Best. Worst. Movie. Ever.

I used to think it was Attack of the Killer Tomatoes, which didn’t really qualify because it was intentional and to be a really good bad movie, the first requirement is that it doesn’t know it’s bad.  Like the George W. Bush presidency, it must have delusions of adequacy.

Burlesque is in this category. As is Showgirls. Battlefield Earth. Plan 9 from Outer Space. Any movie starring Clint Eastwood. (I don’t care how much you love “Dirty Harry”, Clint has the emotional range of a grape. And he plays the same character in each one. A squinting, tough as nails, man of few words cop, cowboy, soldier, trainer. Haven’t you noticed?)

I thought I’d seen them all. But I was wrong.

I knew the first 30 seconds of Hercules in New York just how wrong I’d been. This movie was in a class by itself. Not just a new class, this movie took “bad” to a whole new level.

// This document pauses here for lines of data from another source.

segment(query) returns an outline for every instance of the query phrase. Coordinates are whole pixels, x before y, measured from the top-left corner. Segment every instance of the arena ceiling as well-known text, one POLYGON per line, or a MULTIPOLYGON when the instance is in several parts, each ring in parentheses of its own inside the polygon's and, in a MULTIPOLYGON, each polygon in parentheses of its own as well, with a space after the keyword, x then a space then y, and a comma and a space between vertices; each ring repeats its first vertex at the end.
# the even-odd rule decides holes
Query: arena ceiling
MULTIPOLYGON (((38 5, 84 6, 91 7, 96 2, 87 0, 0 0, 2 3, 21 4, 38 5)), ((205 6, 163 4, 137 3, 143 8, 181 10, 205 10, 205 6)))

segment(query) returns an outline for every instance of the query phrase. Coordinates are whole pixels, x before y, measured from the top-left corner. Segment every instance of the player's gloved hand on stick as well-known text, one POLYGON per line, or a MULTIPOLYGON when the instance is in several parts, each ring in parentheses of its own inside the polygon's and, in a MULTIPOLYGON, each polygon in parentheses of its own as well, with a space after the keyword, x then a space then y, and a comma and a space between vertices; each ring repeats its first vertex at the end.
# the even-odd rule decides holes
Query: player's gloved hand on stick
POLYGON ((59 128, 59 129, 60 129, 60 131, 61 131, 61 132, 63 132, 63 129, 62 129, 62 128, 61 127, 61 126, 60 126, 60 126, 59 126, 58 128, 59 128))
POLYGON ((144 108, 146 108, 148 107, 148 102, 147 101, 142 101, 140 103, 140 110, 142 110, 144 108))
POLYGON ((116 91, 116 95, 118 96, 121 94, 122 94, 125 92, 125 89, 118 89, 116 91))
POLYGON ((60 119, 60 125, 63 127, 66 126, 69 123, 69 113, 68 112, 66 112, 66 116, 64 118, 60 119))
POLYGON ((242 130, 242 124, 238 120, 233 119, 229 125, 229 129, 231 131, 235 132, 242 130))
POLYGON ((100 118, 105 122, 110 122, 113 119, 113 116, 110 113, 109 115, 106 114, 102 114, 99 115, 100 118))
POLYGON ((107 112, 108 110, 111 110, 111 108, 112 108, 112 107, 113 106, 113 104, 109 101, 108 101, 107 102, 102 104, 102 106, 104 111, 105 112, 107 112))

Starring a  young cyborg named Arnold Schwarzenegger (in his film debut) as Hercules and a cast of still unknown for the most part bit character actors, it has to be seen to be believed. Really. From the man in the bear suit, to major characters vanishing from the film with no explanation, to the original movie dubbing over Arnold’s monotone delivery (the original inspiration for The Terminator) with a human voice who could speak English. (Really. Trailer here.) Possibly because of skeptics who questioned whether a Greek demi-god would talk with a heavy Austrian accent.

Beg borrow or steal a copy. In the dubbed and undubbed versions. Get your friends together. Add some popcorn.

It’s more fun than watching Cher try to move her overly taut facial muscles.

Missing the Target

This is a hoot (no pun intended – it really is deliciously ironic): Hooters – you know, the chain that started the “breastaurant craze” (skinny waitresses with cartoonishly large breasts wearing costumes two sizes too small that leave nothing to the imagination causing men to flock in droves to drool over they didn’t care what was on the plate) – is trying to “revitalize its brand.”

What that really means is that the company has learned what women have always known: there are only so many men to go around. In other words, with other breastaurant chains opening faster than you can say “Maidenform,” Hooters’ revenue has dropped faster than those breasts will after having children.

So sad.

Anyway, the bright marketing guys at Hooters realized that they were ignoring over half of the population.

Hmmm. Wonder which half that could be.

“Since its founding, Hooters has essentially targeted one demographic: men. But that leaves 50% of the market entirely ignored … [it] is now undergoing a three- to five-year revitalization plan, which will include an updated menu, renovated restaurants, and an attempt to attract a demographic that has not historically patronized Hooters in large numbers: women.”

Wow. Bare, bulging breasts didn’t attract women? How did that happen?!

As one “Don’t Call Me Sexist” executive commented, “Historically the lion’s share [of Hooters’] position was all about the [Hooters’] girls. It’s worked relatively well, but we see ourselves in a bigger place than that.”

The bright marketing guys know exactly what they need to do to get to that “bigger place”: salads.

That’s right, all they have to do to appeal to the female demographic is update the menu so that their young, mostly-naked with breasts the size of Rhode Island “girls” can deliver a tasty low-calorie salad to the table.

Because everybody knows women don’t mind being objectified or called “girls”.

Yep. That should attract the female demographic.

Because we all know how much women like salads. And how stupid they are.

At least according to those bright marketing guys.